Objective. To determine whether oral antibiotics prevent meningitis and serious bacterial infections in children with Streptococcus pneumoniae occult bacteremia.
Data Sources. Using the Medline database, the English-language literature was searched for all publications concerning bacteremia, fever, or S pneumoniae from 1966 to April 1996.
Study Selection. All studies that included a series of children with S pneumoniae occult bacteremia containing orally treated and untreated groups. Children were excluded from individual studies if they were immunocompromised, had a serious bacterial infection, underwent a lumbar puncture, or received parenteral antibiotics.
Data Extraction. Three authors independently reviewed each article to determine the number of eligible children and the outcome of children meeting entry criteria.

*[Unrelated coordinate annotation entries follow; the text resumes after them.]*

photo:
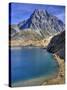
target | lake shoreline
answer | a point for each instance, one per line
(60, 78)
(56, 79)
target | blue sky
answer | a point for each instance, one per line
(21, 11)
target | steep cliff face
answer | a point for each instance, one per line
(41, 23)
(57, 45)
(41, 19)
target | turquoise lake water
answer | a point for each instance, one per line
(29, 63)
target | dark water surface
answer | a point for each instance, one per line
(28, 63)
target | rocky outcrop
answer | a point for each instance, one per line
(57, 45)
(41, 23)
(42, 20)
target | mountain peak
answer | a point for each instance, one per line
(40, 12)
(42, 20)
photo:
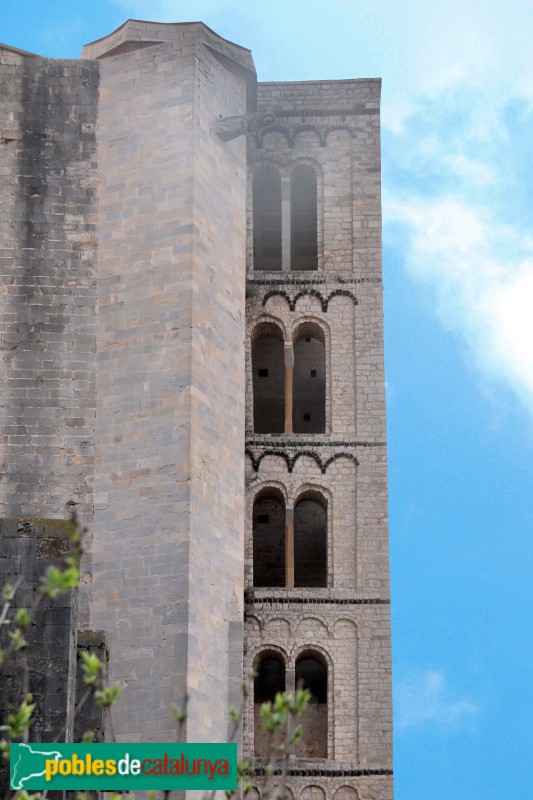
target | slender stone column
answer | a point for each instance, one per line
(288, 355)
(289, 548)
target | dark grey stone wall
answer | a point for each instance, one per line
(47, 274)
(27, 548)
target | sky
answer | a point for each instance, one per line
(457, 128)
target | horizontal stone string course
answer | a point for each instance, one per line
(309, 443)
(319, 279)
(313, 293)
(292, 460)
(339, 601)
(341, 773)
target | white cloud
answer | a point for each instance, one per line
(482, 273)
(424, 698)
(450, 69)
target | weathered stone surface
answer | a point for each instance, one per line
(126, 343)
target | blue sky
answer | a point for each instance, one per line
(458, 274)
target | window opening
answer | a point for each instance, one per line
(268, 369)
(310, 542)
(266, 201)
(269, 680)
(269, 540)
(312, 674)
(309, 380)
(304, 250)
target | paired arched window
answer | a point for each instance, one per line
(290, 545)
(285, 219)
(289, 380)
(311, 673)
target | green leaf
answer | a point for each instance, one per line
(23, 618)
(57, 582)
(106, 697)
(91, 668)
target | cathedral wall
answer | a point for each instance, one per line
(167, 551)
(48, 291)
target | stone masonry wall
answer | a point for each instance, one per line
(47, 279)
(333, 128)
(168, 529)
(27, 548)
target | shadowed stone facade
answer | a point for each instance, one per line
(192, 357)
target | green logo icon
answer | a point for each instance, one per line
(123, 766)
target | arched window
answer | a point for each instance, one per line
(304, 250)
(309, 380)
(269, 680)
(268, 370)
(312, 674)
(310, 541)
(267, 218)
(269, 538)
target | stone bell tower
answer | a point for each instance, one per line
(137, 369)
(316, 560)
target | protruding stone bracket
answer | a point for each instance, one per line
(228, 128)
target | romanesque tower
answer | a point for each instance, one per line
(316, 562)
(192, 357)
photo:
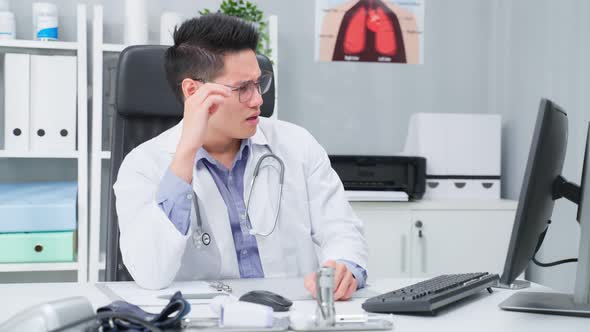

Data Synthesis. Eleven of 21 studies were excluded, leaving 10 evaluable studies with 656 total cases of S pneumoniae occult bacteremia identified. Patients who received oral antibiotics had fewer serious bacterial infections than untreated patients (3.3% vs 9.7%; pooled odds ratio, 0.35; 95% confidence interval, 0.17 to 0.73). Meningitis developed in 3 (0.8%) of 399 children in the oral antibiotic group and 7 (2.7%) of 257 untreated children (pooled odds ratio, 0.51; 95% confidence interval, 0.12 to 2.09).
Conclusion. Although oral antibiotics modestly decreased the risk of serious bacterial infections in children with S pneumoniae occult bacteremia, there was insufficient evidence to conclude that oral antibiotics prevent meningitis. Published recommendations that oral antibiotics be administered to prevent serious bacterial infections in children with possible S pneumoniae occult bacteremia should be reevaluated in light of the lower risk of sequelae from S pneumoniae occult bacteremia and newer data concerning side effects from treatment.